Now China is reopening to the world after abandoning its COVID zero policy, travel agents like Christine Zhang are anxious for the Chinese tourism market to bounce back too.

She argues that the market is still a key one for Australia and can’t be replaced by others, especially if you go off the sheer amount that people from her birth country would spend when they visited here pre-pandemic.

Data from AUSTRADE shows the average Chinese visitor spent $7,700 here – more than double the spend of those from India and several times that of other key markets like the US and UK.

“They have a different culture.
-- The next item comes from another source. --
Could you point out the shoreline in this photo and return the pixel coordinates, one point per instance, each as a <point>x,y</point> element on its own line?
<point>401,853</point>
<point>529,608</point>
They spend money,” Zhang says.

“They will spend a couple of thousand dollars buying gifts for their friends and families.”

About 30 per cent of Chinese tourists were coming here in tour groups. 

Zhang, who used to organise those sorts of tours, remembers how people would come here and splash out on the experience of a lifetime, like visiting beaches and the Sydney Opera House.

a woman standing in a doorway of an office and shop
Christine Zhang’s Melbourne-based travel agency was gutted by the loss of tourism during the pandemic.(ABC News: Peter Drought)

Zhang’s business Odyssey Travel had even set up hotels specifically for Chinese tourists down Victoria’s Great Ocean Road. It only survived the pandemic by selling off assets, like tour buses and property.

Zhang is currently renting out half her office in Melbourne’s CBD to a takeaway shop to stay afloat.

“At least we’re not bankrupt like the others,” Zhang says.

Zhang is excited like many in the sector about more flights now being put on from Chinese airlines to come to Australia.

Since the nation announced its re-opening, several airlines have bumped up to a few dozen scheduled to land here a week at Sydney and Melbourne. But that’s a small fraction of the 150 that used to arrive here every week.

ABC News meet a flight that landed in Melbourne from Xiamen.

Many of the excited and emotional people landing in Australia were embraced by family at the airport gates after three years apart. Some said they were planning to travel to places like the Gold Coast for trips, but many were here mainly to see family.

Zhang was preparing for it to take about six months for people purely interested in tourism to start coming back to Australia.

However, as the nation re-opens, her sector has already been delivered a setback.

China has put out a list of nations that its people are approved to visit on guided group tours under its so-called China Approved Destination Status (ADS) scheme. Australia isn’t on that list.